To wit: Senate Bill 3794 (House Bill 3798), legislation that would make it illegal to sell, advertise, publish or exhibit to another person “any three-dimensional device designed or marketed as useful primarily for the stimulation of human genital organs….” For that matter, if you offer to show someone your dildo collection—or possess a vibrator with the intent to show it to someone—you’d be violating this proposed state law. And don’t even think about wholesaling those three-dimensional sex toys.
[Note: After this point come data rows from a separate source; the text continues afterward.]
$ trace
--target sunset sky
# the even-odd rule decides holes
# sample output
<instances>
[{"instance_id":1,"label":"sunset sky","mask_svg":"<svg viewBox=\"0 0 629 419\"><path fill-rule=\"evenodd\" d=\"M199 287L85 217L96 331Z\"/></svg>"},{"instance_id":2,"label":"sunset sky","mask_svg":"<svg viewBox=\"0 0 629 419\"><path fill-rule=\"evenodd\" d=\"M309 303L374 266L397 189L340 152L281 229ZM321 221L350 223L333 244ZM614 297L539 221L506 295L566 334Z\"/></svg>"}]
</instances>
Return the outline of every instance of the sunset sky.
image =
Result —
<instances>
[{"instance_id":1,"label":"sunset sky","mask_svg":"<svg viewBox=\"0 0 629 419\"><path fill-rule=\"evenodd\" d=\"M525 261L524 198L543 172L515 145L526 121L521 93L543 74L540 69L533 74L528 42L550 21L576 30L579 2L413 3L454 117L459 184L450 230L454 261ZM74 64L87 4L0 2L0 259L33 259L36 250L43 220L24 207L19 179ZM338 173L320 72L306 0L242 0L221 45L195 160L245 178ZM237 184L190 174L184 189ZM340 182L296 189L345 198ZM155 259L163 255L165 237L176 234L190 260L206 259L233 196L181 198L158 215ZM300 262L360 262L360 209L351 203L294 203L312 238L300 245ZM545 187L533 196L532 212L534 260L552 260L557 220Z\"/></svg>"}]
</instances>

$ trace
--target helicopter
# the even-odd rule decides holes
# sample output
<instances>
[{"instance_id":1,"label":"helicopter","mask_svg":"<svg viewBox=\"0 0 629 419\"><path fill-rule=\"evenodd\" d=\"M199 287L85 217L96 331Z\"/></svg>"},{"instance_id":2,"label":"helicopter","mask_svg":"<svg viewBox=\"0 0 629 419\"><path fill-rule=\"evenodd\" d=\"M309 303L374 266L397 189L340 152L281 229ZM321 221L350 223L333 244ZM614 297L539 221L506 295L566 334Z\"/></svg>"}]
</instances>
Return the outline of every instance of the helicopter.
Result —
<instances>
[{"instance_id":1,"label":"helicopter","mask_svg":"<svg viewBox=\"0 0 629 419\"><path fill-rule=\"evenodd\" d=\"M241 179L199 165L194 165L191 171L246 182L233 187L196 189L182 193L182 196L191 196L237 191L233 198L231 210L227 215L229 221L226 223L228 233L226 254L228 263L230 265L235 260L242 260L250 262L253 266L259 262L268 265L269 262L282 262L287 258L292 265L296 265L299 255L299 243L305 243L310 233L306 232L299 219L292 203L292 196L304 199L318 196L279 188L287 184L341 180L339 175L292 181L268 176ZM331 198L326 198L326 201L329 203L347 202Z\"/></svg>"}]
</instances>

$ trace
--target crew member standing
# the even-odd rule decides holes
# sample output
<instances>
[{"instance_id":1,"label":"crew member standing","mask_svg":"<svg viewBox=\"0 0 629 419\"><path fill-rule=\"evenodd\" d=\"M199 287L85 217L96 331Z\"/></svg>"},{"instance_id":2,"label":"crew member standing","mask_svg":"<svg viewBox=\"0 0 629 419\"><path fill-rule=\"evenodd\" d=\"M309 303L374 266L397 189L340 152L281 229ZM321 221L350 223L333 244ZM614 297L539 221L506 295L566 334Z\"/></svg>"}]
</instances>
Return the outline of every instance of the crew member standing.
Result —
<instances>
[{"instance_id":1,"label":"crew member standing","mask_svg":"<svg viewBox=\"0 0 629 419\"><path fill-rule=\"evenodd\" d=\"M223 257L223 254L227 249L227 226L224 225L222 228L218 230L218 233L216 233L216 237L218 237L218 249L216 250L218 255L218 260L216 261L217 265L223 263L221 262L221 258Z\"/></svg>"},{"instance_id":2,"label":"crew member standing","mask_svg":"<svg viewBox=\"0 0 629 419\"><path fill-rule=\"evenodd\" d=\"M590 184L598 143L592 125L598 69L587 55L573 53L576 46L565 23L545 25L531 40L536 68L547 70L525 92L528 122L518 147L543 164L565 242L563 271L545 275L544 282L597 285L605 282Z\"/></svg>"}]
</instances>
Of course, as with all good public policy, state Sen. Charlotte Burks and Rep. Eric Swafford have included a few exemptions for responsible dildo-users. College students and faculty are allowed to enter the sex-toy trade—as long as they are “teaching or pursuing a course of study related to such device,” like Auto-Erotic Stimulation 101. Your doctor or psychologist will similarly be authorized to prescribe the regular use of a sex toy “in the course of medical or psychological treatment or care.” And finally, employees of historical societies, museums, public libraries and—wait for it—school libraries are allowed to traffic in devices named Thruster, The Emperor and The Horny Hare, provided they’re doing their official duties. That means the Carnton Plantation would remain free to put up that “Dildos of the Antebellum” exhibit Robert Hicks has been pitching.

What do Burks and Swafford have against genital stimulation? Your guess is as good as ours. At press time, staff members hadn’t returned messages left Tuesday morning, probably because it’s hard to defend such stupid ideas. Attorneys for the state of Georgia couldn’t defend them either: two weeks ago, a federal appeals court overturned portions of a similar Georgia law on the grounds that advertising bans violate free speech rights.

Nonetheless, this Tennessee legislative tag-team went ahead and introduced their bill last Thursday, and on Monday, it passed a perfunctory first reading. In other Monday developments, Tennesseans died from a lack of health care, remained poorly educated and were among the most obese state populations in the nation.